Probably the most famous of the undines were the mythological mermaids, with which early mariners peopled the Seven Seas. Belief in the existence of these creatures, the upper half of their bodies human in form and the lower half fishlike, may have been inspired by flocks of penguins seen at great distance, or possibly seals. In mediæval descriptions of mermaids, it was also stated that their hair was green like seaweed and that they wore wreaths twisted from the blossoms of subaqueous plants and sea anemones.
In his editorial notes to the Occult Sciences of Salverte, Anthony Todd Thomson says: "The Fayes and Fairies are evidently of Scandinavian origin, although the name of Fairy is supposed to be derived from, or rather [is] a modification of the Persian Peri, an imaginary benevolent being, whose province it was to guard men from the maledictions of evil spirits; but with more probability it may be referred to the Gothic Fagur, as the term Elves is from Alfa, the general appellation for the whole tribe. If this derivation of the name of Fairy be admitted, we may date the commencement of the popular belief in British Fairies to the period of the Danish conquest. They were supposed to be diminutive aerial beings, beautiful, lively, and beneficent in their intercourse with mortals, inhabiting a region called Fairy Land, Alf-heinner; commonly appearing on earth at intervals--when they left traces of their visits, in beautiful green-rings, where the dewy sward had been trodden in their moonlight dances."
To the sylphs the ancients gave the labor of modeling the snowflakes and gathering clouds. This latter they accomplished with the cooperation of the undines who supplied the moisture. The winds were their particular vehicle and the ancients referred to them as the spirits of the air. They are the highest of all the elementals, their native element being the highest in vibratory rate. They live hundreds of years, often attaining to a thousand years and never seeming to grow old. The leader of the sylphs is called Paralda, who is said to dwell on the highest mountain of the earth. The female sylphs were called sylphids.
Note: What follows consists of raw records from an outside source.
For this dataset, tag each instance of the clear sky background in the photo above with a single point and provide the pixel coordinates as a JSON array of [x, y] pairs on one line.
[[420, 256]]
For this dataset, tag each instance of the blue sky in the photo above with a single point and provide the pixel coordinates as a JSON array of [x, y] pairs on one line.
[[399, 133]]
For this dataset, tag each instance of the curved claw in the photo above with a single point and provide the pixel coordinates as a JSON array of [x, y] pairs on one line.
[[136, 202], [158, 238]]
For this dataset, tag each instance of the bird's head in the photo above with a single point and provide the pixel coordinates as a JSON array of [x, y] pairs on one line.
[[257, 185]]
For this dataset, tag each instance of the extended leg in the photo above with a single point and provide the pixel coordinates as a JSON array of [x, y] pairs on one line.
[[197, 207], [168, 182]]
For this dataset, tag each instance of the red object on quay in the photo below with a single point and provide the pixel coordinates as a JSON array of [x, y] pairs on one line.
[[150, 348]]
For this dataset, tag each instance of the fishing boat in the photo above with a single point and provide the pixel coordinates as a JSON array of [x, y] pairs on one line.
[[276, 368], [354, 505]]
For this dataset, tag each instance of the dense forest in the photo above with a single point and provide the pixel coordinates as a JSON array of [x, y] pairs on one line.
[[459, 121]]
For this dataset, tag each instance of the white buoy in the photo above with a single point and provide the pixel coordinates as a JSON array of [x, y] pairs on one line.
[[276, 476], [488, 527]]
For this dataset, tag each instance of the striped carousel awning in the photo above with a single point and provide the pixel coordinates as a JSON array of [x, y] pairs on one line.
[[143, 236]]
It is believed that the sylphs, salamanders, and nymphs had much to do with the oracles of the ancients; that in fact they were the ones who spoke from the depths of the earth and from the air above.
The sylphs sometimes assume human form, but apparently for only short periods of time. Their size varies, but in the majority of cases they are no larger than human beings and often considerably smaller. It is said that the sylphs have accepted human beings into their communities and have permitted them to live there for a considerable period; in fact, Paracelsus wrote of such an incident, but of course it could not have occurred while the human stranger was in his physical body. By some, the Muses of the Greeks are believed to have been sylphs, for these spirits are said to gather around the mind of the dreamer, the poet, and the artist, and inspire him with their intimate knowledge of the beauties and workings of Nature. To the sylphs were given the eastern corner of creation. Their temperament is mirthful, changeable, and eccentric. The peculiar qualities common to men of genius are supposedly the result of the cooperation of sylphs, whose aid also brings with it the sylphic inconsistency. The sylphs labor with the gases of the human body and indirectly with the nervous system, where their inconstancy is again apparent. They have no fixed domicile, but wander about from place to place--elemental nomads, invisible but ever-present powers in the intelligent activity of the universe.